Uno de los relatos que mejor refleja el tránsito que es la vida, se encuentra en la Odisea, donde se narra la penosa vuelta a cada que sufre Ulises. El motor para superar las penalidades que sufrió durante diez años, es volver a Ítaca, el mismo lugar donde están sus raíces. Pasado y futuro dan plenitud a un presente lleno de dificultades. Una de las aventuras que tuvo que pasar es salir de la isla de los lotófagos, unos seres que vivían el presente anestesiados por el alimento que ingerían y que les hacía olvidar tanto el pasado como el futuro. Una tribu que representa a gran parte de la sociedad actual, aquellos que viven en un presentismo constante, sin pasado ni futuro. En un cementerio francés, se encuentra una lápida cuya inscripción refleja este modo de vida: “Aquí yace un tonto que salió de este mundo sin saber a qué había venido”.
Motivos para la esperanza
¿Qué motivos podemos encontrar para la esperanza? Hoy tenemos, al menos, una ventaja: sabemos en qué no podemos confiar. Sabemos que la razón engendra monstruos, que el progreso no es de fiar, menos aún si pierde de vista los valores, que las ideologías que prometían paraísos, generaron infiernos, que el buenismo abona y fortalece al mal, y que los líderes políticos y los “celebritas” son efímeros y poco de fiar.
Pero a pesar de todo, el ser humano que no ha dejado de generar problemas desde que pisó el paraíso, es el mismo que ha dado solución a esos problemas. Decía Chesterton que “lo que ha salvado cada siglo son media docena de hombres que supieron ir contracorriente y entre ellos están los santos”. Son los héroes que entendieron que otro mundo mejor es posible, se pusieron manos a la obra y lograron entusiasmar a otros muchos con ese proyecto. Son la minorías creativas.
Con todo, su esfuerzo por transformar el mundo hubiera sido imposible sin esas legiones de personas anónimas que no aparecerán en los libros de historia ni en las redes sociales, son los “santos de la puerta de al lado”, como señaló el Papa Francisco en Gaudete et Exsultate; no son famosos, pero sí imprescindibles para sus seres queridos, son aquellos que “con su sola presencia alivian la pesadumbre del vivir”, como dice uno de los personajes de Delibes.
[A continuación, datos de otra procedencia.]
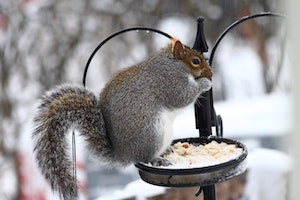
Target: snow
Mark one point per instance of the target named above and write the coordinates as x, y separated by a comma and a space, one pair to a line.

Padres y madres de familia, maestros, obreros o empresarios, etc., que, en lugar de aumentar la toxicidad, el pesimismo y el miedo, son como un soplo de aire fresco para la convivencia.
Ante este clima de miedo, el antídoto es la esperanza, por ello acierta la Iglesia, “experta en humanidad” al convocar el Jubileo de la Esperanza. Queda esperanza mientras cada uno de nosotros la mantengamos y la contagiemos e intentemos dejar a las próximas generaciones un mundo mejor que el que recibimos de nuestros padres.
Algún lector dirá que esta esperanza es demasiado débil o ilusa. Quizá no le falte razón, pero ello requiere de un motivo que no sea inmanente. De ello hablaremos en el próximo artículo.